Subtracting two-digit numbers without renaming

The examples below use images of BeaNZ and canisters used to physically model the numbers. You may prefer to use ice block sticks in bundles of 10, or Place Value People. We recommend that you focus on just one of these within any given lesson. 

1. Pose subtraction problems, initially, with two-digit numbers that do not require renaming (i.e. the digits in each column of the starting number are larger than, or equal to, the digits in the number being subtracted). Set up a physical model, model the calculation using the materials, and record the calculation vertically.
   You have 66 beans and I take away 35 of your beans.
   How many beans do you have now?
   I am going to write the equation vertically. I am making sure to line up the tens and ones columns. This helps me to see how many tens and ones I am subtracting
               
    
2. Let students solve the problem with materials. Encourage them to verbalise their thinking with a partner, as they work, and provide time for them to share their ideas with the wider classroom. You might model this by “thinking aloud”.
    
3. Ask questions focused on the structure of the multiples of ten to support your students.
   What do you notice about 66? How many tens are in 66? How many extra ones are there?
   How many tens make 35? How many extra ones are there?
   If you subtract 3 tens from 6 tens, how many tens do you have?
   If you subtract 5 ones from 6 ones how many ones do you have?
   What is the number for 3 tens and 1 one? 
    
4. Emphasise the connection between tens and ones, as different units, that can be partitioned separately in the process of subtracting a whole two-digit number. For example,
   66 and 35 are made up of tens and ones. I can make the numbers with materials (refer to the place value board) and see the different tens and ones in each number. I can subtract all of the tens to make 30 (demonstrate this using materials) and I can subtract all of the ones to make 1 (demonstrate this using materials).

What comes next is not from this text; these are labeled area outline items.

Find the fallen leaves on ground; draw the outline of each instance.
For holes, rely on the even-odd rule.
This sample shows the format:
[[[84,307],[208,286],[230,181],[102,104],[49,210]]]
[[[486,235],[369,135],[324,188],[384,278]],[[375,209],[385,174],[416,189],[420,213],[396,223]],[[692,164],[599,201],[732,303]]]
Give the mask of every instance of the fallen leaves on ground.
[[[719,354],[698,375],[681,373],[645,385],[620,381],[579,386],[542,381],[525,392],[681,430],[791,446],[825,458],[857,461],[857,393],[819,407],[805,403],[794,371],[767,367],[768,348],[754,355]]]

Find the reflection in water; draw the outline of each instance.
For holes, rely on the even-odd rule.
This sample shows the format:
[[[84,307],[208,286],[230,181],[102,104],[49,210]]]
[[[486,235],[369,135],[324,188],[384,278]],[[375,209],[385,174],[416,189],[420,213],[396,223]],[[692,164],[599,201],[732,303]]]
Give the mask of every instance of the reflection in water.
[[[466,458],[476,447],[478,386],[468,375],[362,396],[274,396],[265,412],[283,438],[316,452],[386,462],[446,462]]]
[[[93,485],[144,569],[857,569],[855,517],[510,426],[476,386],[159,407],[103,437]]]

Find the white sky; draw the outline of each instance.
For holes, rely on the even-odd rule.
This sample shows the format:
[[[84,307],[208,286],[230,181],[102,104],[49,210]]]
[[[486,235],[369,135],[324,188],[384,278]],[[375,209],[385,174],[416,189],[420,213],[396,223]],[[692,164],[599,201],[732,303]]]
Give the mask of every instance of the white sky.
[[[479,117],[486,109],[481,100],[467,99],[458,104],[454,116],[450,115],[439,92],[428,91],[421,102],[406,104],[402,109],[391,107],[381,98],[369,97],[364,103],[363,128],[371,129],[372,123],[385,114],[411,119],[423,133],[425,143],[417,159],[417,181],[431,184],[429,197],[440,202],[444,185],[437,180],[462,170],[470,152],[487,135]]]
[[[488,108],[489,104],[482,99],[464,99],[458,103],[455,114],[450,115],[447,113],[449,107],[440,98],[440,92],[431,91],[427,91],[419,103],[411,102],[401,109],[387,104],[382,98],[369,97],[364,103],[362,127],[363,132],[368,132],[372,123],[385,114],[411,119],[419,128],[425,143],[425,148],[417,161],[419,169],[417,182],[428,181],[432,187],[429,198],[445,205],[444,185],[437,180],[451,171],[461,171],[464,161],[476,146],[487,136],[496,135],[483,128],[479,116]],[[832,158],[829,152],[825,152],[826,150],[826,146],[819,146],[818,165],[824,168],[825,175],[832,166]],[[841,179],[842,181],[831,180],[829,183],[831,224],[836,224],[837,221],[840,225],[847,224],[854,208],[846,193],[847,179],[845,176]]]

Now I have subtracted all of the tens and ones, I can see the total answer to 66 - 35. It is 30 + 1, 31.
    
5. Pose further subtraction problems to encourage the development of fluency in subtracting two-digit numbers without renaming.  As students progress, refine their use of the written algorithm so the use of partial addends is not required.
   
   

Next steps

1. Pose further subtraction problems with two-digit numbers, that do not involve the renaming of ten ones as a ten, and are set in real-world contexts. Choose realistic contexts appropriate to your students, and encourage students to relate the problem back to the equipment if necessary. For example, “the movie is 96 minutes long. If you have been watching for 53 minutes, how long is left to watch?”
    
2. Increase the level of abstraction by covering the materials, asking anticipatory questions, and increasing students’ use of the vertical written algorithm, whilst decreasing their use of materials. 
    
3. Extend the problems to include subtraction with three-digit numbers where renaming is not needed. Use more structured materials like place value blocks to work with three-digit numbers. A suggested sequence for extending the difficulty of the additions and subtractions is:

• Subtracting two-digit numbers without renaming (e.g. 90 - 40)
• Subtracting three-digit multiples of ten without renaming (e.g. 180 - 90)
• Adding three-digit numbers without renaming (e.g. 234 + 504).